Changes in intracellular calcium concentration help control essential cellular processes, including cell proliferation, gene expression, metabolism, communication between cellular compartments, and programmed cell death.
This scientific review examined the role of intracellular calcium signaling in cancer biology and cancer treatment. Cancer cells often develop abnormalities in the pathways that normally trigger apoptosis, allowing damaged or abnormal cells to survive and continue multiplying.
Because calcium signals are involved in both the initiation and execution of apoptosis, researchers have increasingly investigated calcium-regulating pathways as potential therapeutic targets.
The review discusses several anticancer drugs known to affect intracellular calcium homeostasis, including cisplatin, carboplatin, topotecan, and arsenic trioxide.
These treatments may increase intracellular calcium through several mechanisms. Calcium may enter the cell from the extracellular environment, be released from internal storage sites such as the endoplasmic reticulum, or accumulate when calcium transport systems are inhibited.
The authors focused particularly on research involving cisplatin and arsenic trioxide. Although both compounds altered intracellular calcium levels, they appeared to act through different pathways.
Arsenic trioxide primarily stimulated calcium release from intracellular stores, while cisplatin promoted calcium entry from outside the cell. Sustained increases in intracellular calcium were associated with greater cytotoxicity and apoptosis in neuroblastoma cells.
When the two compounds were applied together under laboratory conditions, they produced additive or potentially synergistic effects on calcium homeostasis. The strongest response occurred when cells were first exposed to cisplatin and then treated with both compounds.
These observations suggest that understanding how different therapies influence calcium signaling may help researchers develop more effective combination approaches and better understand mechanisms of treatment resistance.
Why This Matters
From a systems biology perspective, calcium signaling is a fundamental regulatory process that extends far beyond skeletal health.
The review supports the concept that:
- Calcium functions as a universal intracellular messenger
- Cellular survival depends on tightly controlled calcium homeostasis
- Abnormal calcium signaling may allow cancer cells to avoid programmed cell death
- Changes in calcium transport and storage may contribute to drug resistance
- Different treatments may influence calcium signaling through distinct cellular pathways
Drug resistance remains one of the greatest challenges in cancer treatment. The review describes evidence that drug-resistant cancer cells may develop changes in calcium entry, calcium storage, and the systems responsible for restoring normal intracellular calcium levels.

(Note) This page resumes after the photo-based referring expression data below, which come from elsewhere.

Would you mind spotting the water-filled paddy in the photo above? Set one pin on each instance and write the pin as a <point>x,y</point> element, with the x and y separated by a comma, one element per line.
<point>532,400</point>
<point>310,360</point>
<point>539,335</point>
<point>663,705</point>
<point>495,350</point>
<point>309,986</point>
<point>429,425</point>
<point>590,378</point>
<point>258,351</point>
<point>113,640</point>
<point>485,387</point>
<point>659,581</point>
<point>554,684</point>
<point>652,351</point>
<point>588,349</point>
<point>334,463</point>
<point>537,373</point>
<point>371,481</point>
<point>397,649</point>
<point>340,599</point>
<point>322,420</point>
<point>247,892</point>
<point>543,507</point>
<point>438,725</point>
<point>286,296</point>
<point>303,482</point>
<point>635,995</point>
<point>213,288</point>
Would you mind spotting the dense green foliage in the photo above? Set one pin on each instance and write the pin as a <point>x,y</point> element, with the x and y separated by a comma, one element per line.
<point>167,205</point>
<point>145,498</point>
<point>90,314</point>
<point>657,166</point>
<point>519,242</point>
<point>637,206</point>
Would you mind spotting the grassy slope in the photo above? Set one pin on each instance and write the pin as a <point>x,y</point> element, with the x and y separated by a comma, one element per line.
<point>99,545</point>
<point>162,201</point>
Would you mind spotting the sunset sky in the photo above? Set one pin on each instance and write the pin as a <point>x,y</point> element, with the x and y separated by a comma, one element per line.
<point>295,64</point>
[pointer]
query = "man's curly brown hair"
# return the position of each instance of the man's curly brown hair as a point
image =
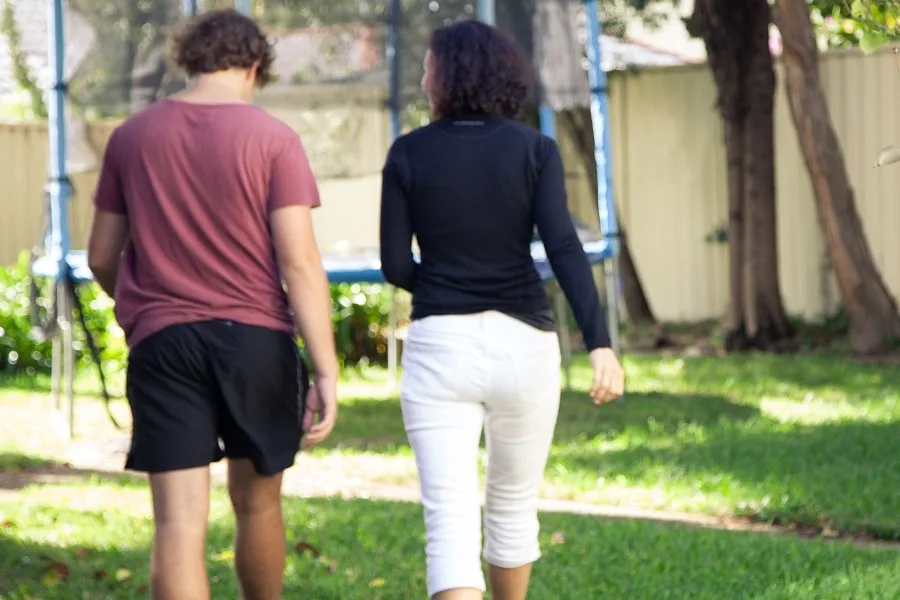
(219, 40)
(478, 70)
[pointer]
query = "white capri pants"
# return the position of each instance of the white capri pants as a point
(462, 374)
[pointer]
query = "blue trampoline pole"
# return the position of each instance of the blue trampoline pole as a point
(59, 194)
(605, 204)
(392, 51)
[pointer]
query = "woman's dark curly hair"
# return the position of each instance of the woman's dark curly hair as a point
(477, 70)
(219, 40)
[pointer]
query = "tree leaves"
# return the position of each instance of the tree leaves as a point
(868, 24)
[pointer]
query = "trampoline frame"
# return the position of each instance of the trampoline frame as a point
(63, 265)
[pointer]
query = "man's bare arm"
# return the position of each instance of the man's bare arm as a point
(307, 284)
(109, 234)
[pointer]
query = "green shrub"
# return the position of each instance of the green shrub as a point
(360, 314)
(22, 353)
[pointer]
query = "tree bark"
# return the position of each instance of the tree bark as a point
(767, 320)
(871, 309)
(735, 33)
(578, 122)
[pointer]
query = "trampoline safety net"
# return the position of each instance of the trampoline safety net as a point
(116, 57)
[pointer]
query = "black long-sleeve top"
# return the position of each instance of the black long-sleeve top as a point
(471, 191)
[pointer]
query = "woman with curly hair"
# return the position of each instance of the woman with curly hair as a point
(481, 353)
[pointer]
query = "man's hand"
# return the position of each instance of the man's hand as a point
(321, 410)
(609, 378)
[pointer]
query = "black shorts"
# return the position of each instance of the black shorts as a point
(194, 385)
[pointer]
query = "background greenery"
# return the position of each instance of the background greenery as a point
(360, 313)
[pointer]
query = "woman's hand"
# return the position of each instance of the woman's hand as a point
(609, 378)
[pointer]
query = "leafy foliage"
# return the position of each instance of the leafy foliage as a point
(360, 314)
(868, 24)
(21, 72)
(22, 353)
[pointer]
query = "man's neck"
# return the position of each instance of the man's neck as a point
(213, 89)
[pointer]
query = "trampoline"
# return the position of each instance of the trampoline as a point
(546, 28)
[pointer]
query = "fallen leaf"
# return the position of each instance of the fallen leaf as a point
(558, 538)
(302, 547)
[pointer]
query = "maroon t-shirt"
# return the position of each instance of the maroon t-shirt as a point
(197, 183)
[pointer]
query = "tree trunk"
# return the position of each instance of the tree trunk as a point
(578, 122)
(767, 321)
(869, 305)
(735, 33)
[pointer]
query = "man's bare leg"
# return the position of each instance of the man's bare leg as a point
(259, 552)
(180, 512)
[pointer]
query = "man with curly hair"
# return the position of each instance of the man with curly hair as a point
(202, 213)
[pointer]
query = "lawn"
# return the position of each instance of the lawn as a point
(806, 440)
(90, 541)
(811, 442)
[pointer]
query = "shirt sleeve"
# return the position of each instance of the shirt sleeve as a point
(109, 195)
(292, 182)
(567, 257)
(397, 261)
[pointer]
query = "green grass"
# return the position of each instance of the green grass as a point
(90, 541)
(808, 440)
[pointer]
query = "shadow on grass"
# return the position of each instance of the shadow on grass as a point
(361, 550)
(854, 379)
(841, 476)
(376, 425)
(18, 471)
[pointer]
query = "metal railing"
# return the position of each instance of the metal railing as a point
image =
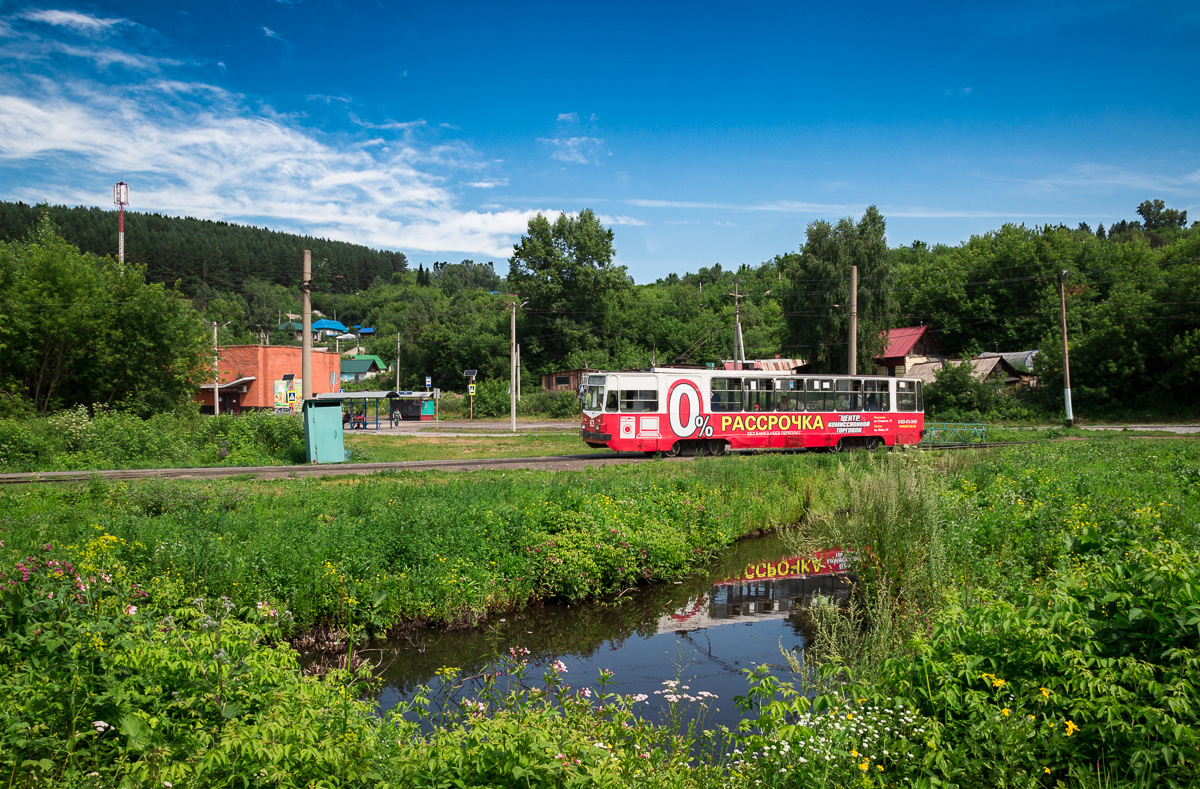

This suggests that treatment resistance may involve more than a drug failing to reach its intended target. Cancer cells may also adapt by modifying the signaling systems that regulate survival and apoptosis.
Studying calcium-dependent pathways may therefore help researchers understand why certain cancer cells survive treatment and how different therapies might be combined to overcome those adaptations.
Conclusion
This review highlights intracellular calcium signaling as an important area of cancer biology and therapeutic research.
Calcium signals help regulate cell proliferation, programmed cell death, and responses to anticancer drugs. Disruption of these signals may also contribute to cancer progression and treatment resistance.
The publication does not evaluate a calcium supplement, nutritional product, or SAC formulation. Instead, it provides a broader scientific framework for understanding how tightly regulated intracellular calcium signaling influences cellular behavior.
Further research is needed to identify the specific calcium channels, receptors, transporters, and intracellular pathways that may become future therapeutic targets.